O Instituto Nacional de Meteorologia (Inmet) alerta para uma nova onda de calor que deve afetar grande parte do Brasil a partir de domingo, 25 de janeiro de 2026, com temperaturas podendo atingir até 40°C. Essa condição climática extrema se estenderá até 2 de março de 2026, impactando regiões como Centro-Oeste, Sudeste, Sul, Norte e Nordeste. A massa de ar quente e seco será a principal causadora, impedindo a formação de nuvens e chuvas em diversas áreas.
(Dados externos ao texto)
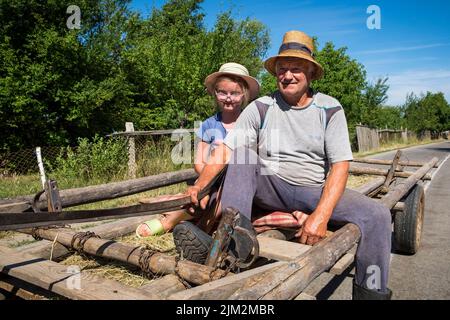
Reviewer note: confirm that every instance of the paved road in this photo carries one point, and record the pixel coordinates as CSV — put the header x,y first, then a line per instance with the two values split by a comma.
x,y
425,275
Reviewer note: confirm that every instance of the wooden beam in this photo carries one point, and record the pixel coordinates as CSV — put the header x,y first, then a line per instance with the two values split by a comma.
x,y
391,172
221,289
397,192
164,286
109,230
370,186
24,290
78,196
383,172
290,279
57,278
157,263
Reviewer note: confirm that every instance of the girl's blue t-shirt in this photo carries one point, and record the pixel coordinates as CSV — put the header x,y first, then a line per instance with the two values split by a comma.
x,y
212,130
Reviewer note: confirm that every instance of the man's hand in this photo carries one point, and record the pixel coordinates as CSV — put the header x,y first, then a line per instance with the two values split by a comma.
x,y
313,229
193,193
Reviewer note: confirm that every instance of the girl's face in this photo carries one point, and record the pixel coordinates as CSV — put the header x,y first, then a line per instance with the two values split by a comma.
x,y
229,95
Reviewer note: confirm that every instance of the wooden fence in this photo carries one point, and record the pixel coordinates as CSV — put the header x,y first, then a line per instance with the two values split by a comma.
x,y
371,138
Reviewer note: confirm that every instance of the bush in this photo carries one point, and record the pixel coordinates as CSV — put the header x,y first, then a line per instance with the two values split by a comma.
x,y
101,159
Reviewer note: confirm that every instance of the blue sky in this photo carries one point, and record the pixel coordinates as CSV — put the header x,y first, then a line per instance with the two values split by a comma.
x,y
412,47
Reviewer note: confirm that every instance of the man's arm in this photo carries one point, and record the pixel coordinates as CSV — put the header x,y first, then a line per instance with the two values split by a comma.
x,y
315,227
216,162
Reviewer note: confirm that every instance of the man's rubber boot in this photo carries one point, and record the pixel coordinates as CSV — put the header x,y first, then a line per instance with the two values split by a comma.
x,y
191,242
361,293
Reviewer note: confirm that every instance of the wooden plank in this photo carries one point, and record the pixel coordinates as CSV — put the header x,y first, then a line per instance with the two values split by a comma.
x,y
342,264
158,263
111,230
389,162
290,279
164,286
280,250
25,290
370,186
383,172
77,196
391,171
223,288
397,192
56,278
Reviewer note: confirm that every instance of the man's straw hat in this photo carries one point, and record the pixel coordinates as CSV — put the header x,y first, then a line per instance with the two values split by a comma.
x,y
296,44
234,70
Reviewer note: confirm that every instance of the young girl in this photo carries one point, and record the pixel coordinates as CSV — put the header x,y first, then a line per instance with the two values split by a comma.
x,y
233,89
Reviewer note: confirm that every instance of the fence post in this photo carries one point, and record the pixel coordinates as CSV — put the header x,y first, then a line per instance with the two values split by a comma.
x,y
129,127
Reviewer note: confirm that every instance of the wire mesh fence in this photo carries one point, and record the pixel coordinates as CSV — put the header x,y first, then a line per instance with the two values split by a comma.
x,y
118,156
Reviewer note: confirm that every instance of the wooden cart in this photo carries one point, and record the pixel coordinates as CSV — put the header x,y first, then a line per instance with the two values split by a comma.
x,y
284,270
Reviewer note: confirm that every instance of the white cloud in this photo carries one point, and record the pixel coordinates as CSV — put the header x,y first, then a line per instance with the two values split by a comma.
x,y
417,81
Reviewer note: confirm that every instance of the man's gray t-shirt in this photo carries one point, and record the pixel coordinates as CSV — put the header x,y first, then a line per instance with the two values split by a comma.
x,y
296,144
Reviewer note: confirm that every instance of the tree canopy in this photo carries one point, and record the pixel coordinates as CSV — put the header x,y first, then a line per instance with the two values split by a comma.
x,y
59,84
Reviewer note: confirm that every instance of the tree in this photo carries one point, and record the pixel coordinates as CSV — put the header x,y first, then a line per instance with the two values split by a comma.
x,y
57,84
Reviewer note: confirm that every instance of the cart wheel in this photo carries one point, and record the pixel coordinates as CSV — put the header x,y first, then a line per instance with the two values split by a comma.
x,y
408,224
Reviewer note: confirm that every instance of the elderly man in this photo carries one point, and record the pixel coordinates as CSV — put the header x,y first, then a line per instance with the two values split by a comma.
x,y
301,163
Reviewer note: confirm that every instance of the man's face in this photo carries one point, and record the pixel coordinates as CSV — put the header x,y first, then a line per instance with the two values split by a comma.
x,y
293,76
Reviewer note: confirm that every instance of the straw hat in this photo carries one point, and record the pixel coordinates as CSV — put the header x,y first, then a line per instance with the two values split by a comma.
x,y
296,44
236,70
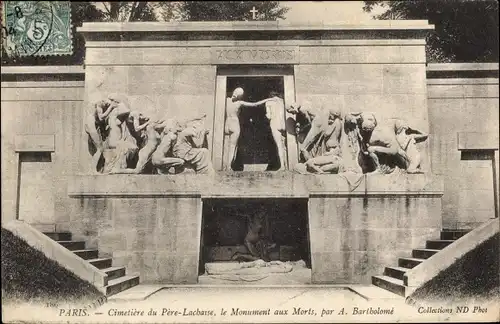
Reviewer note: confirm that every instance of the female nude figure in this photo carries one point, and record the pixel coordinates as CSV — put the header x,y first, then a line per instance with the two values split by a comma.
x,y
95,125
233,107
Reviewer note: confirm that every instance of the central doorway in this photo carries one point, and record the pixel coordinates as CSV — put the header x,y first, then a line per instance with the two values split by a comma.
x,y
256,149
238,233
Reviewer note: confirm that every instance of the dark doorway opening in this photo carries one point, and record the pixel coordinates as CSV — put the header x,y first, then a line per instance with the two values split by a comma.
x,y
256,145
225,226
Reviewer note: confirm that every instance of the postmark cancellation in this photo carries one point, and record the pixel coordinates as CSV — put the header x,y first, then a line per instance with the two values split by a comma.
x,y
37,28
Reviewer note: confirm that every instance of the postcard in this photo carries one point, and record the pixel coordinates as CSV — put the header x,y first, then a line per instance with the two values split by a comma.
x,y
250,162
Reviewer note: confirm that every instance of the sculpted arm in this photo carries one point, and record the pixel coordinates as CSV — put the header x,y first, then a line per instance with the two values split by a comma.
x,y
102,115
137,126
311,137
254,104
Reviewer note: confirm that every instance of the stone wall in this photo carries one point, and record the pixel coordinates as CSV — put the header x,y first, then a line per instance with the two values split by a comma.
x,y
354,238
159,238
463,114
152,224
41,112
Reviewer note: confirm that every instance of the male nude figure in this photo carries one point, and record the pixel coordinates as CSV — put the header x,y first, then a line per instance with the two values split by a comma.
x,y
95,125
152,139
233,107
189,147
330,161
120,143
275,112
116,121
304,115
408,139
375,138
319,125
162,157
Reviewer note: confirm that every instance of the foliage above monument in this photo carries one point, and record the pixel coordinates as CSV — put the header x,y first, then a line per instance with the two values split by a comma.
x,y
465,31
123,11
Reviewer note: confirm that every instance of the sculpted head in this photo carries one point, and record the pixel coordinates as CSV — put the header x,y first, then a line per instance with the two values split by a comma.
x,y
369,122
333,113
104,104
400,126
293,108
237,94
274,93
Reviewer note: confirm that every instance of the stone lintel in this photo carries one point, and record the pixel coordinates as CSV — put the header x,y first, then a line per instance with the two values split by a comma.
x,y
254,185
35,143
462,70
42,73
477,141
254,30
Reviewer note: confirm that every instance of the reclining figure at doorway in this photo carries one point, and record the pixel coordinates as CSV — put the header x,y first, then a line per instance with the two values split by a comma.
x,y
257,245
382,148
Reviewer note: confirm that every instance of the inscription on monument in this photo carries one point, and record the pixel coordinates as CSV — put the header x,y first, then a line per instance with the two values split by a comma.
x,y
252,54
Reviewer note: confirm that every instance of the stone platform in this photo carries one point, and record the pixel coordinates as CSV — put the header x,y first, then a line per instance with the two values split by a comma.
x,y
254,184
152,224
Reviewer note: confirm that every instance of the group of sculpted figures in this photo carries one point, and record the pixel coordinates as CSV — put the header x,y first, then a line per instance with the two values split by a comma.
x,y
374,146
123,140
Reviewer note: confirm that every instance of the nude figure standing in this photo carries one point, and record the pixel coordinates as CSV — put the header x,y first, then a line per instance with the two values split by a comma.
x,y
233,108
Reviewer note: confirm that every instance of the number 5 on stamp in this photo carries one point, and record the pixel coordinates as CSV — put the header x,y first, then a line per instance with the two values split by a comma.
x,y
37,28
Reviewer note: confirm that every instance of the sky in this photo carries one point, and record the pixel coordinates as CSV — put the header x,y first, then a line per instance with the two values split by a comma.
x,y
325,11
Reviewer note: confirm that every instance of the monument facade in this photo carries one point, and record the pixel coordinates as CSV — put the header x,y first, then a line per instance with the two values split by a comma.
x,y
195,145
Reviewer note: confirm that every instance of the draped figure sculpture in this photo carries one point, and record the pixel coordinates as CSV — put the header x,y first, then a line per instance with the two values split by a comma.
x,y
232,129
189,147
321,148
275,113
121,146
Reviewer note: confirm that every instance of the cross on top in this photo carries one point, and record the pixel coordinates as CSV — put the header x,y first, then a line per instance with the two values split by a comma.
x,y
254,12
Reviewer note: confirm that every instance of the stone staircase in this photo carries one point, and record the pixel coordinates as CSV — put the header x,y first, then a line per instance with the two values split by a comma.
x,y
392,279
118,280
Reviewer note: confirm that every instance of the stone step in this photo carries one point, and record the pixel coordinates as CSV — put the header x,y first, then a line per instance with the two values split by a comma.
x,y
114,272
453,234
438,244
59,236
391,284
120,284
423,253
101,263
395,272
73,245
87,254
409,262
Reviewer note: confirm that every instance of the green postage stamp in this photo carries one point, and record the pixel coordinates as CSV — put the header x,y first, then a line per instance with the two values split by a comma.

Previsão detalhada do Inmet
O Inmet prevê que a onda de calor comece no final desta semana e persista por mais de um mês. Temperaturas elevadas serão registradas diariamente, com picos que podem superar os 40°C em pontos específicos. Essa previsão baseia-se em análises meteorológicas que indicam a instalação prolongada de uma massa de ar quente sobre o país.
A ausência de chuvas agravará a situação, tornando o ambiente mais seco e desconfortável. Especialistas do instituto recomendam monitoramento contínuo das condições climáticas para atualizações. Essa onda de calor surge em um período já marcado por variações térmicas no ano de 2026.
Regiões mais afetadas
No Centro-Oeste, estados como Mato Grosso, Goiás e o Distrito Federal, incluindo Cuiabá, enfrentarão as temperaturas mais intensas. A região Sudeste, com São Paulo, Rio de Janeiro e Minas Gerais, também será duramente impactada. Já no Sul, Rio Grande do Sul, Santa Catarina, Paraná e Porto Alegre devem registrar calor acima da média.
As regiões Norte e Nordeste não escaparão, com Amazonas e Bahia entre os locais destacados. Essa abrangência nacional afeta milhões de brasileiros em áreas urbanas e rurais. A onda de calor se espalhará de forma gradual, iniciando nas partes centrais e se expandindo para o norte e sul.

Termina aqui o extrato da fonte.